As praxes académicas pretendem ser rituais de iniciação e visam – diz-se – facilitar a integração dos novos alunos na Universidade.
Há muitos rituais de iniciação do mundo. Por exemplo: os rituais destinados a assinalar a entrada na idade adulta são muito frequentes.
A natureza desses rituais depende geralmente do estilo de vida do povo em causa e do sexo da pessoa iniciada, pois as provas incluídas nas cerimónias pretendem ser uma preparação para a vida e uma ocasião para o iniciado demonstrar as suas qualidades. Por isso, quando se trata de um povo guerreiro (ou então um povo cuja sobrevivência depende de atividades, como a caça e a pesca, cujo exercício requer coragem, força e resistência) as provas exigidas aos iniciados são normalmente violentas e dolorosas. Quando as atividades predominantes numa sociedade são mais “pacíficas”, como a agricultura, os rituais são normalmente menos violentos e menos exigentes.
Contudo, a natureza da maioria das praxes académicas realizadas em Portugal nada tem a ver com a vida de estudante universitário nem com o curso escolhido por cada estudante, uma vez que envolvem quase sempre bebedeiras e brincadeiras humilhantes e estúpidas (é a palavra). Qual é a relação entre o estudo universitário e cantar canções ordinárias, simular posições sexuais e rastejar em cima de tomates podres enquanto alguém atira ovos ou tinta para o cabelo e para a roupa? De que modo é que isso contribui para a integração do caloiro?
Essas praxes expressam conformismo, falta de autonomia, ignorância e valores reles (submissão, hierarquia arbitrária…) – tudo coisas contrárias ao que habitualmente se espera da Universidade. Como é que a humilhação pode ajudar alguém a integrar-se realmente numa instituição que visa promover o conhecimento e a autonomia intelectual? As praxes são uma negação do que a Universidade deve ser.
Isso não significa que todos os praxados sejam pessoas conformistas nem que todos os praxadores sejam pessoas ignorantes e abusadoras. Uns são e outros não. O que se passa é que, quando algo se torna uma “moda” social ou uma tradição, muitas pessoas a seguem mesmo que não esteja de acordo com a sua personalidade. Seguem a tradição porque é… tradição.

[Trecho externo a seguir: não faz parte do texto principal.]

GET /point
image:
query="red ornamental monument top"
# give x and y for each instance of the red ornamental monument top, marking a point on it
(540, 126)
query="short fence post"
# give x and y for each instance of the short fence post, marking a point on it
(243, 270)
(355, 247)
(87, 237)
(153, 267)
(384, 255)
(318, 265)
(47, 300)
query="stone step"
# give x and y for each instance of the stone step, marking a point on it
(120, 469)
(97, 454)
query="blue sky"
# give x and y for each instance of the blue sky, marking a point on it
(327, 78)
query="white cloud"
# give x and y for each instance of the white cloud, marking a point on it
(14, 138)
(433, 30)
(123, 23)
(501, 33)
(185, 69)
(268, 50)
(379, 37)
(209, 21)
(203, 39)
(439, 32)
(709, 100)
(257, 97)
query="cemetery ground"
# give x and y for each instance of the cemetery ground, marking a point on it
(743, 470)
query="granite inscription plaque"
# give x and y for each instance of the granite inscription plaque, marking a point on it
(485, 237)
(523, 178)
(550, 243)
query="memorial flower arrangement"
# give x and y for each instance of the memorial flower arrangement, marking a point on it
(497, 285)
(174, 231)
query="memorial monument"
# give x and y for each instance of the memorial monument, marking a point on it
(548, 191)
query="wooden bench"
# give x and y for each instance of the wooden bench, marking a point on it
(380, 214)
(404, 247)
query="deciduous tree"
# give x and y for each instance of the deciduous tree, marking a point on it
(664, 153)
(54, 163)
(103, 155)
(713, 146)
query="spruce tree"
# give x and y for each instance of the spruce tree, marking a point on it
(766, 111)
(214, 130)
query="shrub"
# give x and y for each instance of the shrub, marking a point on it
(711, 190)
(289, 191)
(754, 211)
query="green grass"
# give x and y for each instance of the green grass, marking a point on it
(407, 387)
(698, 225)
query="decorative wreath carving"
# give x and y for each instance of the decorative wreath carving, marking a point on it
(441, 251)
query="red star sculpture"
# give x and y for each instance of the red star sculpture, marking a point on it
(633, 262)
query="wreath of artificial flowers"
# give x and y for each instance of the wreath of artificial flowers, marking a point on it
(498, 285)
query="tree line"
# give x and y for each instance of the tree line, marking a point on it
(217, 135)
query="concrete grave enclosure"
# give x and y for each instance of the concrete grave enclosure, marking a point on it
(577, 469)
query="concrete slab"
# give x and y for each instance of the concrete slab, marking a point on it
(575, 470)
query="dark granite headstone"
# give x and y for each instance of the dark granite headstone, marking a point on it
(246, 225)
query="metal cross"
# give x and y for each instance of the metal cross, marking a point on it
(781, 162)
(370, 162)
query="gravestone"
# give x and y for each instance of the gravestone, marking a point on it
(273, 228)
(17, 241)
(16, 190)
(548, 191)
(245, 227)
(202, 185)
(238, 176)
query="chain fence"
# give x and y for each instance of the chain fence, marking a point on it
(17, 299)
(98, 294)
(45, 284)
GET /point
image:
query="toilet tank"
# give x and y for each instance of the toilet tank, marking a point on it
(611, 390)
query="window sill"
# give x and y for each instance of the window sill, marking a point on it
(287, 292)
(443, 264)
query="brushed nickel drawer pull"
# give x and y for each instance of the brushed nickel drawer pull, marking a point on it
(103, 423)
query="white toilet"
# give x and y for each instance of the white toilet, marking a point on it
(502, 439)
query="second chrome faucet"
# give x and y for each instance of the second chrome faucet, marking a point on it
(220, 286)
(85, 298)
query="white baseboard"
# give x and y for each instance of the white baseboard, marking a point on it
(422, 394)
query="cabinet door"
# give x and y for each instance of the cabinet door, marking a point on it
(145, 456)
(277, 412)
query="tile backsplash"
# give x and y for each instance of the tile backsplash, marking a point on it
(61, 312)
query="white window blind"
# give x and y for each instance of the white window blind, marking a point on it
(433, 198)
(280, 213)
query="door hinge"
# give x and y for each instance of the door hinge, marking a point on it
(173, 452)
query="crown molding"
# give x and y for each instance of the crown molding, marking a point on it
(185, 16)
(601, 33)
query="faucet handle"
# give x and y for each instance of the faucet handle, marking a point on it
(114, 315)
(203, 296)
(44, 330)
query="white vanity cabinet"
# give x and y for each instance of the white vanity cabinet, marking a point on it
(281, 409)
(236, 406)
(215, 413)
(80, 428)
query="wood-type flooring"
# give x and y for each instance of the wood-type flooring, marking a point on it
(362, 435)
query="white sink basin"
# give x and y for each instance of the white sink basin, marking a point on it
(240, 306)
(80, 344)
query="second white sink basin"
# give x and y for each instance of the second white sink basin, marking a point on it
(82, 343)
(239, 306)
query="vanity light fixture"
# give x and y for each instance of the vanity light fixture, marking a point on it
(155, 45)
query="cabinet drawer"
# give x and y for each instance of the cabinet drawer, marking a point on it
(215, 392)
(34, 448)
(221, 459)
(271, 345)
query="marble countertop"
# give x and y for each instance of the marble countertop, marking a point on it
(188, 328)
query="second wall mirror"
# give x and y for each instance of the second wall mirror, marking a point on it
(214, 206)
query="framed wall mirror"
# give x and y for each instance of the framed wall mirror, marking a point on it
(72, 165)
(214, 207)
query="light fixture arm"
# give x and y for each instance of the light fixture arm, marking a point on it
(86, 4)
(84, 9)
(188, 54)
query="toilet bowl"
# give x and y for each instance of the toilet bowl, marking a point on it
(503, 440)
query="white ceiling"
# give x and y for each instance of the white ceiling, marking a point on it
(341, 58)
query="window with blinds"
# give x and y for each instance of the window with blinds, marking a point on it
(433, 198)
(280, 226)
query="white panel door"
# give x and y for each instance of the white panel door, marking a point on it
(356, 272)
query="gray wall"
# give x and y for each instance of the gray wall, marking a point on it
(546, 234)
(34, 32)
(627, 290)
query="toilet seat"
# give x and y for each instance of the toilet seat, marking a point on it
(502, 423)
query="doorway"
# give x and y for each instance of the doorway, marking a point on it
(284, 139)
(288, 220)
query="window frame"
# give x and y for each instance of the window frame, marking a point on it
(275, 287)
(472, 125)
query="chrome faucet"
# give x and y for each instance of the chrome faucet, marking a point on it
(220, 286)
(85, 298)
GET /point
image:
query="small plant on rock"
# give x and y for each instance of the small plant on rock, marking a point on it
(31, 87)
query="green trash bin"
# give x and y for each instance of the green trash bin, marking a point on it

O facto de pessoas que não gostam de ser humilhadas e de pessoas que não gostam de humilhar se prestarem a fazê-lo, mesmo que noutras áreas da sua vida nunca o façam, mostra que não se trata de algo inevitável e ao qual só nos resta resignar. Essas pessoas podem ser persuadidas de que é uma tradição errada e que ser humilhado e humilhar não é de modo nenhum uma condição necessária para poder usufruir das muitas coisas boas da vida universitária, incluindo o convívio e a amizade entre os universitários.
Espero que a atenção que tem sido dedicada às praxes universitárias por causa do que aconteceu na praia do Meco seja uma oportunidade para essa persuasão ocorrer. As praxes deviam acabar e a melhor maneira de o conseguir seria os estudantes deixarem de as fazer.
(Acerca de rituais de iniciação: O que são ritos de passagem?)
1 comentário:
Com o enorme respeito que tenho por este blog e pelos seus criadores, vou ter que discordar em relação a esta matéria.
Em primeiro lugar, devo dizer que a sua opinião é concordante com a maioria dos ditos intelectuais e comentadores políticos que inundam as nossas televisões e que falam sobre todos os assuntos, inclusivamente sobre aqueles que não são especialistas ou que até desconhecem na totalidade.
Devo dizer que a opinião pública tem sido moldada devido à imagem passada pelos media que, como muitas vezes, tentam exagerar e procuram a informação que seja mais sensacionalista e não aquela que transmite a verdade.
Sinto que posso falar sobre o assunto das praxes porque passei por isso há relativamente pouco tempo.
A minha experiência afirma que a praxe foi efectivamente um modo muito divertido de conhecer todos os locais da faculdade, de conhecer diferentes pessoas e de conhecer a cidade para a qual me desloquei para estudar.
Não houve humilhação, não houve uma pinga de álcool. Apenas houve jogos, risos e muita alegria.
Assim sendo, penso que apenas estão a passar um dos lados da moeda. Acredito que existam más praxes e, nesse caso, concordo com tudo o que disse mas sei que, como em todos os assuntos da vida, há pessoas inteligentes e com valores que conseguem tornar a praxe num momento de prazer para todos os seus protagonistas e há pessoas que não primam pela inteligência e que se sentem superiores através da humilhação alheia.